Willing but unwilling 

Yet it is not hard to surmise China’s desperate need for something like OBOR. In one way, it is China’s response to the perceived American attempts to encircle it with the help of other powerful democracies like India and Japan.



By getting countries in Asia and Europe to sign up, China wants to break this encirclement and even challenge American primacy in Asia. In response to China’s charm offensive, around 100 countries, including Nepal, have expressed their willingness to join OBOR, while 40, including Pakistan and Bangladesh, have already signed up. 



It appears that China’s foreign policy will be increasingly conducted under the belt-and-road framework and as such most of its foreign investments will be channeled through it. So Nepal will have no option but to join in order to benefit from China’s massive investment—US $200 billion and counting—in the OBOR ventures. 

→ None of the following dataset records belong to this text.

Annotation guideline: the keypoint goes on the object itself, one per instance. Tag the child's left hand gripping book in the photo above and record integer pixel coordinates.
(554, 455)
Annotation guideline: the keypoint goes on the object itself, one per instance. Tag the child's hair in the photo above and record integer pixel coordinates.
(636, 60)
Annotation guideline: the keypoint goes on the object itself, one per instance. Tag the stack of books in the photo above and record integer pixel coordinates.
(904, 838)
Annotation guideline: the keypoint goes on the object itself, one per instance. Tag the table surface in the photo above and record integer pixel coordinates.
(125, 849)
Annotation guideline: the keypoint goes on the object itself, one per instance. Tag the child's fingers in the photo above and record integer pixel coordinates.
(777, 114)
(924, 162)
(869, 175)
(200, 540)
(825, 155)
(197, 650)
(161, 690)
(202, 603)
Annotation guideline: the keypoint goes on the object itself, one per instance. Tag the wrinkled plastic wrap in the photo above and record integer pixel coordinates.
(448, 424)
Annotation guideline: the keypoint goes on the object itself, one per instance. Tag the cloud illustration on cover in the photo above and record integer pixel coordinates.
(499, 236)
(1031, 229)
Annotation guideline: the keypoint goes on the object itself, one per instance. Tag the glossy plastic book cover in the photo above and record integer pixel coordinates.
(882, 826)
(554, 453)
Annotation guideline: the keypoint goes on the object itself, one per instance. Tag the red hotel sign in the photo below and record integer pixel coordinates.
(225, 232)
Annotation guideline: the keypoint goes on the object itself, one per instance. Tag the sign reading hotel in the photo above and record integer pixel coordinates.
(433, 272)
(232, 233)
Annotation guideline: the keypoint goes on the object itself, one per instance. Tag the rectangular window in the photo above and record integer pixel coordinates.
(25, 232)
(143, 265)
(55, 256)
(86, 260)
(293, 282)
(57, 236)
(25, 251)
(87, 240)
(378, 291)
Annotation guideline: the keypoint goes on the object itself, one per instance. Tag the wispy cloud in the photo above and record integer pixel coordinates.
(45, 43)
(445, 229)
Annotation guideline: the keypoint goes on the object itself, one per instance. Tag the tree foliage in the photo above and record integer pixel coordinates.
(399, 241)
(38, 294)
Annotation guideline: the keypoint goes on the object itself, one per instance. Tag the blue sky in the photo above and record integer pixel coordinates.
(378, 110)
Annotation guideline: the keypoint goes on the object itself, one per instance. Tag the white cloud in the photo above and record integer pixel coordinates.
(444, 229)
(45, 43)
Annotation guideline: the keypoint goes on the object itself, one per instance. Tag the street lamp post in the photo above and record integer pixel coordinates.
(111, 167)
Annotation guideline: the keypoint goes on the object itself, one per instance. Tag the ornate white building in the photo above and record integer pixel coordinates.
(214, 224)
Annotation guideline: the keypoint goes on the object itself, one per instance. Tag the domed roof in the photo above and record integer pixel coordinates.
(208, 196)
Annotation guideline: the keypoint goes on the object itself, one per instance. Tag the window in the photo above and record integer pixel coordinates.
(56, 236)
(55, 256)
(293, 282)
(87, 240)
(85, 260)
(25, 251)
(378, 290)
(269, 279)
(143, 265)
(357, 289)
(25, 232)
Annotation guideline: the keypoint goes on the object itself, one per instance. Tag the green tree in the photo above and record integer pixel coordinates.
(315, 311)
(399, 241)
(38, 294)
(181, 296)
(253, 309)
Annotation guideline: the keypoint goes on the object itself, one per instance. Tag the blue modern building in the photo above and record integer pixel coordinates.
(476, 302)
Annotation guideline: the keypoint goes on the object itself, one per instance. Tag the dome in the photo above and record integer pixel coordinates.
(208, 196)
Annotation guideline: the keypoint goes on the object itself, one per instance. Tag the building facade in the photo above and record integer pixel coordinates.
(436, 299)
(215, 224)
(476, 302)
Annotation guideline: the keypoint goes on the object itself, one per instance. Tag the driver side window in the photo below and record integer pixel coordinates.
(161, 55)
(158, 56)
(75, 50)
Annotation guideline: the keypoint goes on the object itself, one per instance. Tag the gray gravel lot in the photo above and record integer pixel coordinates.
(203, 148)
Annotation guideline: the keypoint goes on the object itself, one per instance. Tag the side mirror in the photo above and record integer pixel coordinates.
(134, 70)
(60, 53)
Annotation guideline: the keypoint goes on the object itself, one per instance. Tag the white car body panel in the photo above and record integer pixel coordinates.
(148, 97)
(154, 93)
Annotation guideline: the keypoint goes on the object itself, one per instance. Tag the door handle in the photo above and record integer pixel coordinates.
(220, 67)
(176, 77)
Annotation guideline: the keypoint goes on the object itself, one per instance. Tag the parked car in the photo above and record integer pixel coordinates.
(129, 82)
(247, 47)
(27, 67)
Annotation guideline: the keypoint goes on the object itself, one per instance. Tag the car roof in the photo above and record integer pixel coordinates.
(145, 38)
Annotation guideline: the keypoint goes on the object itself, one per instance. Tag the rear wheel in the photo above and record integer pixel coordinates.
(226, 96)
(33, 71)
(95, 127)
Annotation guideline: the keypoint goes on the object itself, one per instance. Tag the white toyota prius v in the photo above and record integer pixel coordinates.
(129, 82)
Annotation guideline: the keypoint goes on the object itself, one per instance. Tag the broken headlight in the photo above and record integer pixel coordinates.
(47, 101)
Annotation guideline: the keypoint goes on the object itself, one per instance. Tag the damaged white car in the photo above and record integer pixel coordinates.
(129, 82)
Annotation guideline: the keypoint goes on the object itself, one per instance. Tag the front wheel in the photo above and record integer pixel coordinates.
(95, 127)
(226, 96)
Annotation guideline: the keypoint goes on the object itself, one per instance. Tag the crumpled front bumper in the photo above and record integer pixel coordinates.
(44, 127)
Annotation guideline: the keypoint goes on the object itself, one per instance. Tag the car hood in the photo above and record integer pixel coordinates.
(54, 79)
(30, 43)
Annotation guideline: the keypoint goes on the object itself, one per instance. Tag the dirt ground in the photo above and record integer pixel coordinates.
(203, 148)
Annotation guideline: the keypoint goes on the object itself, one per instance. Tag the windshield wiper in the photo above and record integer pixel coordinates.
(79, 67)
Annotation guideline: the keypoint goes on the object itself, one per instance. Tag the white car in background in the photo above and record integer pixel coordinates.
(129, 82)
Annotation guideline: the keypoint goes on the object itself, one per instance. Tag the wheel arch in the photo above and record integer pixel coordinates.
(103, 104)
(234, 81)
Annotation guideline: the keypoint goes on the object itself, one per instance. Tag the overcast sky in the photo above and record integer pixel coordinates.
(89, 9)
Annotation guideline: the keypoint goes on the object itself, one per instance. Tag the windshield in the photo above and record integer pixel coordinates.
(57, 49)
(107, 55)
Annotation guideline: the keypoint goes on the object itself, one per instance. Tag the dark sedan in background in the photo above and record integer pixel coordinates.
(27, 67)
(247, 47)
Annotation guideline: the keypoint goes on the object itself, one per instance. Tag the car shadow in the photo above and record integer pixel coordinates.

Even if Nepal agrees to work within the OBOR framework, since the concept is itself rather ambiguous, there will be no legal obligation on Nepal vis-à-vis China. I have in the past argued that closer Nepal-China ties will also be in India’s interest, for India will then see that there is little to its neuralgia over China usurping its space in Nepal, which is impossible given the extensive Nepal-India ties.



India could then be more open to mutually-beneficial ideas like Nepal-India-China trilateral partnership. 



Not so fast. For closer Nepal-China ties are apparently not in the immediate interest of either Dahal or Deuba. As (tangible) personal interests override (less tangible) national interests, expect Kathmandu’s tilt towards New Delhi to get more and more pronounced.